Monroe has these:
I occasionally go for no-holds-barred comedies like The Hangover and Superbad, but the particular premise for Hall Pass simply turns my stomach. I don’t doubt that in the tradition of Hollywood comedies the conclusion of the film shows that at least for one of the characters there’s a feel-good Wizard-of-Oz-type-I-had-everything-I-needed-at-home lesson, but it’s outrageous that a couple would condone the mentality that you can turn faithfulness off and on. That’s the fallacy of the “classic” notion of the bachelor party, the expectation that a guy gets drunk and gets a lap dance (or worse) one weekend and declares his undying love and devotion the next. It was all okay because it was in an agreed time frame. Our psyches don’t really work like that with sex. You make connections and give away bits of your soul, even if your sexual partner for the evening is a collection of images.

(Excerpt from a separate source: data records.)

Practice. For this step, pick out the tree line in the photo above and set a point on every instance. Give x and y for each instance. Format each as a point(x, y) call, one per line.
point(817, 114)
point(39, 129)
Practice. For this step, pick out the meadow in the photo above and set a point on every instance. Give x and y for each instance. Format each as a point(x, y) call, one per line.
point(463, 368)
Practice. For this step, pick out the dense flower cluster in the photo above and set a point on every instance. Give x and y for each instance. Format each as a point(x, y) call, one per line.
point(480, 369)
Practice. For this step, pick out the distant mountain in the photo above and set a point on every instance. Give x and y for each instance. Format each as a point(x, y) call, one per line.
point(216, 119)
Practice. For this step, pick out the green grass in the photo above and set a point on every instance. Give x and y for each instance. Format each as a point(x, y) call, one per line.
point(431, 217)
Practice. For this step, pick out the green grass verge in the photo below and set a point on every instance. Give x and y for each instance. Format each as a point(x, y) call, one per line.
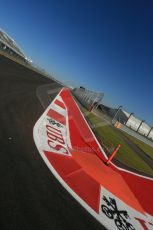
point(144, 147)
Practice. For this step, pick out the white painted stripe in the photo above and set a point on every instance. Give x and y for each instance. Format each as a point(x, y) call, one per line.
point(104, 154)
point(58, 109)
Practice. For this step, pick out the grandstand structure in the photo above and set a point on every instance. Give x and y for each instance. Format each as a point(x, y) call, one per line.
point(9, 46)
point(89, 99)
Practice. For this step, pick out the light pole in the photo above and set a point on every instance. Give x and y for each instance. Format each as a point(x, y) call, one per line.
point(149, 131)
point(131, 114)
point(140, 125)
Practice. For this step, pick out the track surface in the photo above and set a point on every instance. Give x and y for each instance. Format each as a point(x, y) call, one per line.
point(30, 197)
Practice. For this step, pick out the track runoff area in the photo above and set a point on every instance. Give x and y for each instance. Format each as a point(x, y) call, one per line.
point(117, 198)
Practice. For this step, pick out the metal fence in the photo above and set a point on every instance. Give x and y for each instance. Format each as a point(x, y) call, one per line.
point(136, 135)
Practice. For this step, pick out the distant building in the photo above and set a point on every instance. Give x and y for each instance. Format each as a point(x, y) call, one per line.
point(9, 46)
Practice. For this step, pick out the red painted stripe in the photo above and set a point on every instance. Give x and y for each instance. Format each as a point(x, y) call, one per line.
point(59, 103)
point(58, 117)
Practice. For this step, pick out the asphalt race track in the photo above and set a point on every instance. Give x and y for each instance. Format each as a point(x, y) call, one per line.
point(30, 196)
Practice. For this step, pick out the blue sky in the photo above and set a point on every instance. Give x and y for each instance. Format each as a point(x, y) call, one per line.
point(104, 45)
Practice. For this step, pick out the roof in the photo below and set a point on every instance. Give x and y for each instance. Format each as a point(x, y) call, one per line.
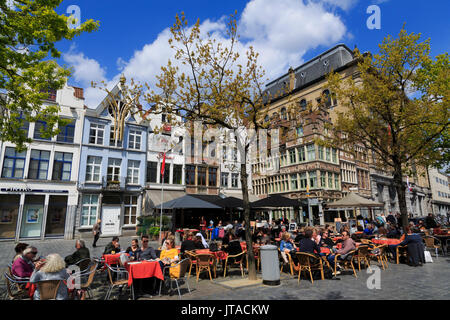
point(354, 200)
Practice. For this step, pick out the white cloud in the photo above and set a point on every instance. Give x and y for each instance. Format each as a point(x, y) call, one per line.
point(281, 31)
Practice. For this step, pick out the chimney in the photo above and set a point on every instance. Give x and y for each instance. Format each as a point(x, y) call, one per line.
point(291, 79)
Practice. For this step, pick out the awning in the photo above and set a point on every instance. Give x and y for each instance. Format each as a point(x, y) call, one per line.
point(275, 201)
point(353, 200)
point(189, 202)
point(153, 197)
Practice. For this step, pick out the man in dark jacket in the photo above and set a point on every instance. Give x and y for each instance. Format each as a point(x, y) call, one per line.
point(81, 253)
point(113, 246)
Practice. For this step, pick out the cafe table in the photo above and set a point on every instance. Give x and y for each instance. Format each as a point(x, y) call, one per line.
point(143, 269)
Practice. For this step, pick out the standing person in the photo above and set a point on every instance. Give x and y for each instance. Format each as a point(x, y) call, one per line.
point(203, 226)
point(96, 231)
point(53, 268)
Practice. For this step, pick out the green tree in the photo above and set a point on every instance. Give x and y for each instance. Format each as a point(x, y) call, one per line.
point(397, 108)
point(29, 30)
point(214, 88)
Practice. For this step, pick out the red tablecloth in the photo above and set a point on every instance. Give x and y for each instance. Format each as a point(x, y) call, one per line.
point(143, 269)
point(386, 241)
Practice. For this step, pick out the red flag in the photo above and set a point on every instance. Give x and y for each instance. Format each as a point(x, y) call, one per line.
point(163, 165)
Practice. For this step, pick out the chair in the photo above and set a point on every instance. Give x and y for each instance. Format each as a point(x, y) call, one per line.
point(15, 287)
point(192, 256)
point(183, 265)
point(363, 254)
point(204, 263)
point(89, 276)
point(48, 289)
point(285, 260)
point(430, 244)
point(347, 261)
point(237, 259)
point(117, 277)
point(309, 262)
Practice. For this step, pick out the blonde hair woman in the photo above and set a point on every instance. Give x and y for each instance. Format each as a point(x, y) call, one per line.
point(52, 268)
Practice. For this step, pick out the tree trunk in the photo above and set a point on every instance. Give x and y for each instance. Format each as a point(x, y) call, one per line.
point(248, 235)
point(401, 193)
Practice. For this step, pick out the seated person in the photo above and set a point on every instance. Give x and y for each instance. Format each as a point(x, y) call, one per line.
point(169, 256)
point(53, 268)
point(113, 247)
point(81, 253)
point(347, 245)
point(24, 266)
point(188, 243)
point(134, 251)
point(415, 247)
point(326, 240)
point(147, 252)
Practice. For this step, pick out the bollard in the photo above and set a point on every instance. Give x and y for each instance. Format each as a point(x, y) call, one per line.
point(270, 265)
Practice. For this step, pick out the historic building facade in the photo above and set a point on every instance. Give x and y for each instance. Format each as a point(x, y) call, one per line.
point(38, 187)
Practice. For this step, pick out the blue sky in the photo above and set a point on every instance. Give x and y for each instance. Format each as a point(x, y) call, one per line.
point(132, 38)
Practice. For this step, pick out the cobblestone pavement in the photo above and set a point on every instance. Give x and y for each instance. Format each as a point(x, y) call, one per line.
point(429, 282)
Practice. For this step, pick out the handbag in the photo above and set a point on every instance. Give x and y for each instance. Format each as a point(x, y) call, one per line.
point(428, 256)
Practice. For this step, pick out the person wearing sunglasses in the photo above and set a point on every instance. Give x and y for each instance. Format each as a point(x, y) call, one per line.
point(24, 266)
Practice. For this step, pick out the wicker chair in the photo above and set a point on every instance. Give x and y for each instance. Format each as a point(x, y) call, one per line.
point(48, 289)
point(183, 265)
point(237, 259)
point(346, 263)
point(118, 277)
point(15, 287)
point(430, 244)
point(205, 261)
point(309, 262)
point(363, 254)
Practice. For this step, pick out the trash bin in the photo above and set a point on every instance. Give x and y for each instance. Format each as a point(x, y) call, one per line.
point(270, 265)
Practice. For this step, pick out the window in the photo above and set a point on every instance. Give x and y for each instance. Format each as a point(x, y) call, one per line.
point(130, 205)
point(224, 179)
point(312, 179)
point(311, 150)
point(323, 177)
point(96, 133)
point(177, 173)
point(14, 163)
point(336, 181)
point(134, 141)
point(67, 133)
point(234, 180)
point(334, 154)
point(190, 175)
point(292, 157)
point(93, 169)
point(303, 180)
point(301, 154)
point(39, 127)
point(152, 168)
point(38, 164)
point(133, 171)
point(212, 177)
point(201, 176)
point(89, 209)
point(302, 104)
point(62, 166)
point(166, 173)
point(114, 169)
point(294, 182)
point(114, 141)
point(321, 153)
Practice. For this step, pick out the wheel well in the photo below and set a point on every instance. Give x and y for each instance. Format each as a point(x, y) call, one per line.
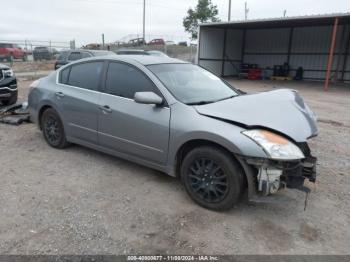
point(188, 146)
point(42, 110)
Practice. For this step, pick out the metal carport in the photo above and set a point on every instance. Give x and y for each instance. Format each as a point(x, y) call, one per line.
point(319, 44)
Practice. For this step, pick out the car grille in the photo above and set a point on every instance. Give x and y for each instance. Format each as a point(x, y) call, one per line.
point(304, 147)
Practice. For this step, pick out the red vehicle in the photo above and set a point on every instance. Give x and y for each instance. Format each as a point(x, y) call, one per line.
point(10, 52)
point(157, 42)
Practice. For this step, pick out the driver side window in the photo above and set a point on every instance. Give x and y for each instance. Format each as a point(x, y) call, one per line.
point(125, 80)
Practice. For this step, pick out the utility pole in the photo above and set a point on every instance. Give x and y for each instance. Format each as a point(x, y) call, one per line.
point(229, 10)
point(144, 20)
point(246, 11)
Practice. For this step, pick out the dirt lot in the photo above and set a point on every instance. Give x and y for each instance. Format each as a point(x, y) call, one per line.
point(79, 201)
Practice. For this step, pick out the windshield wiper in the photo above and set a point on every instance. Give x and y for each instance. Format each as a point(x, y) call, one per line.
point(200, 103)
point(209, 102)
point(226, 98)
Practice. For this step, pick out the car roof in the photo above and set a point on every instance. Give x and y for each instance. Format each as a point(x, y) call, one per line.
point(151, 60)
point(141, 59)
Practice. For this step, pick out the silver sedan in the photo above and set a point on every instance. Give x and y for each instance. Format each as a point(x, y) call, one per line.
point(182, 120)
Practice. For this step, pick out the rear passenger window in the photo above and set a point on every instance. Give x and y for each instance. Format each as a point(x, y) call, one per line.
point(74, 56)
point(64, 76)
point(86, 75)
point(124, 80)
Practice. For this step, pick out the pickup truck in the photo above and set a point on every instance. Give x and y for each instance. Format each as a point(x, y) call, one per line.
point(10, 52)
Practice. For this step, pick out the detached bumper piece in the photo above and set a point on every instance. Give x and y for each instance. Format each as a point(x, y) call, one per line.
point(271, 176)
point(15, 114)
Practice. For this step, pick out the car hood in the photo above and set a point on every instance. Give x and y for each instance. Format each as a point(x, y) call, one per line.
point(280, 110)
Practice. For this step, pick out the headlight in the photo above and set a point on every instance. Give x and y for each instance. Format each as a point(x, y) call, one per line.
point(8, 73)
point(275, 146)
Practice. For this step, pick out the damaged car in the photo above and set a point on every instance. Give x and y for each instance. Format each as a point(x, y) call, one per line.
point(182, 120)
point(8, 86)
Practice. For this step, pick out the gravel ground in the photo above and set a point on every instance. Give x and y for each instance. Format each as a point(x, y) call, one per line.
point(79, 201)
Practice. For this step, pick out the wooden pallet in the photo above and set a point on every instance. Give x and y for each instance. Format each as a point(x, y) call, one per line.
point(281, 78)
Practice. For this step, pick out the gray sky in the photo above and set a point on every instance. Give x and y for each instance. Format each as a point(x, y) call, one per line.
point(86, 20)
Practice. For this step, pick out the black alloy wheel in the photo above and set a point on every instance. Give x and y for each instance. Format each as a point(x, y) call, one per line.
point(207, 180)
point(53, 130)
point(212, 177)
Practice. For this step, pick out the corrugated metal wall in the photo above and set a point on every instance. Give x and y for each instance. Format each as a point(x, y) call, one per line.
point(268, 47)
point(211, 49)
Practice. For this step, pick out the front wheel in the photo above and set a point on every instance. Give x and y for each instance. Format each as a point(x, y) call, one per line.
point(11, 101)
point(53, 130)
point(212, 178)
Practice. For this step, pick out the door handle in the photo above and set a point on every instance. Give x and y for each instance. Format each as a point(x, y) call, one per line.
point(59, 95)
point(105, 109)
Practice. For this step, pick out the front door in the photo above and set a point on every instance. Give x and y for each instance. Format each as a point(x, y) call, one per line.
point(78, 98)
point(126, 126)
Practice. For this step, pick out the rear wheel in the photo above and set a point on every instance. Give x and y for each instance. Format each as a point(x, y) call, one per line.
point(212, 178)
point(53, 130)
point(11, 101)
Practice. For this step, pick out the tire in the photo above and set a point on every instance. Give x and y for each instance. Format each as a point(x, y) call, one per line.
point(11, 101)
point(53, 130)
point(212, 178)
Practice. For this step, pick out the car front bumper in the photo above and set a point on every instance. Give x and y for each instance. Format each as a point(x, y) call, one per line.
point(266, 177)
point(8, 88)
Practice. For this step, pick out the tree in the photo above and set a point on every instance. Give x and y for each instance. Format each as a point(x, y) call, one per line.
point(204, 12)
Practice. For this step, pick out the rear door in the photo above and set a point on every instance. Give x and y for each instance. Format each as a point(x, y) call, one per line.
point(78, 98)
point(126, 126)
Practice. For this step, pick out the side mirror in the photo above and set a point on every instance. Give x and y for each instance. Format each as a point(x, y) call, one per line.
point(148, 98)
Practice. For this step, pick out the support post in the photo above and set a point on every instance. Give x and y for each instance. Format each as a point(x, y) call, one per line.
point(144, 21)
point(340, 54)
point(229, 10)
point(224, 53)
point(290, 42)
point(346, 54)
point(331, 53)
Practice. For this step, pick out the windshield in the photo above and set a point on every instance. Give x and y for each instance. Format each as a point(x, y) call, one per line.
point(192, 84)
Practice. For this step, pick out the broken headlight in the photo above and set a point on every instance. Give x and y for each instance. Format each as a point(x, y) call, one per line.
point(8, 73)
point(275, 146)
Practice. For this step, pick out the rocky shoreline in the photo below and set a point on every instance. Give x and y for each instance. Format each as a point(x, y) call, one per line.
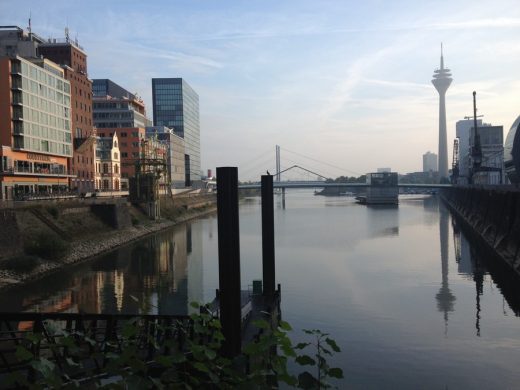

Food for thought, no question.
One of the things that often happens in comedies, even on television, is that the plot explores various sexual ideas but then insulates itself with the cry: “it was in the name of humor.”
i think Leonard and Monroe each of valid points in this argument, albeit coming at the issue from different vantage points.
But no matter where a person falls in his or her analysis of the movie, let’s all agree that sex in our culture is pervasive and often perverted.
The path i am walking is one of recapturing the beauty of sex as expressed in its proper context: a man and a woman together in a mutually monogamous marriage relationship for as long as they both shall live. But more than that, honoring my wife means not engaging in lots of other activities that are accepted: looking at porn; fantasizing about other women and so on.
And in many ways that path is counter-cultural these days.